Does it directly or indirectly create or increase penalties for victimless crimes or non-restorative penalties for nonviolent crimes? Conversely, does it eliminate or decrease penalties for victimless crimes or non-restorative penalties for non-violent crimes?
House Bill 465 would create Section 18-1507C, Idaho Code, to criminalize knowingly producing, distributing, receiving, possessing, or accessing "a visual depiction, including a video or image created using generative AI or machine learning that depicts a child engaging in explicit sexual conduct and is obscene." A violation would be a felony carrying a penalty of up to 5 years imprisonment and a $5,000 fine.
The bill states, "It shall not be a required element of a violation of subsection (1) of this section that the child depicted actually exists."

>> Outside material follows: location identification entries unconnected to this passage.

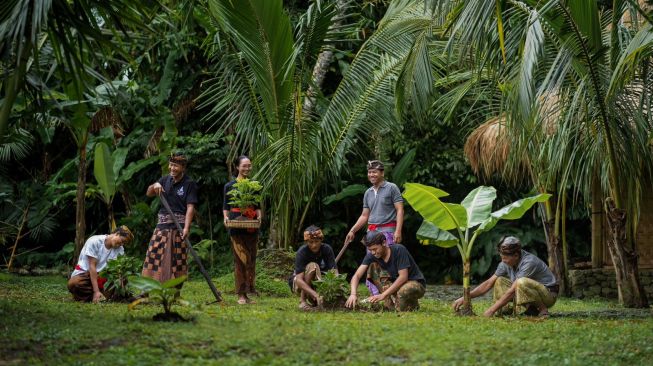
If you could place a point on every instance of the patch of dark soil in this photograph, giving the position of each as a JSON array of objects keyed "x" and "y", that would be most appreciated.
[
  {"x": 276, "y": 263},
  {"x": 613, "y": 314},
  {"x": 170, "y": 317}
]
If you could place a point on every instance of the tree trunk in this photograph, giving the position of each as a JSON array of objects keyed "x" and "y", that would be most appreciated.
[
  {"x": 624, "y": 259},
  {"x": 11, "y": 86},
  {"x": 80, "y": 217},
  {"x": 321, "y": 67},
  {"x": 554, "y": 250},
  {"x": 466, "y": 309}
]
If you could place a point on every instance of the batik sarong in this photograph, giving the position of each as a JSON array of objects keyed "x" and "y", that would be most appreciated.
[
  {"x": 166, "y": 256},
  {"x": 244, "y": 247},
  {"x": 529, "y": 292},
  {"x": 82, "y": 288}
]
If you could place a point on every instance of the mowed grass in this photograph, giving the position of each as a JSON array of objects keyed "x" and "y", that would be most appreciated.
[{"x": 40, "y": 324}]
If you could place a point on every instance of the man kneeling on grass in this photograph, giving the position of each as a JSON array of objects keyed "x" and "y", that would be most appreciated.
[
  {"x": 520, "y": 276},
  {"x": 311, "y": 260},
  {"x": 393, "y": 271},
  {"x": 84, "y": 282}
]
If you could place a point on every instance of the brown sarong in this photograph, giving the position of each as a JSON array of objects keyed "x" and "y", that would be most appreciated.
[
  {"x": 244, "y": 247},
  {"x": 166, "y": 256}
]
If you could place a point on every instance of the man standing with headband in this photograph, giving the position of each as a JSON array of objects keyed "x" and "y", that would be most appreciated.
[
  {"x": 521, "y": 276},
  {"x": 383, "y": 210},
  {"x": 167, "y": 253}
]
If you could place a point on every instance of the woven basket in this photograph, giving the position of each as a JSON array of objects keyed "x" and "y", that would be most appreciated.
[{"x": 243, "y": 224}]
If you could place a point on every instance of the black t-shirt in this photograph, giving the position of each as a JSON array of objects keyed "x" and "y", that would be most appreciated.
[
  {"x": 324, "y": 258},
  {"x": 179, "y": 194},
  {"x": 400, "y": 259}
]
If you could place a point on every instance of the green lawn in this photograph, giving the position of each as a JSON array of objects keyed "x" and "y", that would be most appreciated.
[{"x": 40, "y": 324}]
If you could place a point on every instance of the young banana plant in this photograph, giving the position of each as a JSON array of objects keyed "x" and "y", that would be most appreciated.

The bill amends Section 18-1507, Idaho Code, to expand the definition of "sexually exploitative material" to include "computer generated visual material" and material that has been "created, adapted, or modified to appear that an identifiable child is engaging in, participating in, observing, or being used for explicit sexual conduct."
Under existing Idaho code, possessing or accessing "sexually exploitative material" "through any means" carries a penalty of up to 10 years imprisonment and a $10,000 fine.
The bill says that the requirement that the material depict an "identifiable child" "shall not be construed to require proof of the actual identity of the identifiable child."
In relation to these statutes, "child" is defined as "a person who is less than eighteen (18) years of age," and it is unclear how the age of an AI-generated depiction of someone who does not actually exist could be determined.
Protecting actual children from sexual exploitation through AI is an appropriate act of guarding their rights and innocence. But we must be careful that laws protecting the rights of real people are not construed so broadly that they criminalize digital imagery based on perception alone.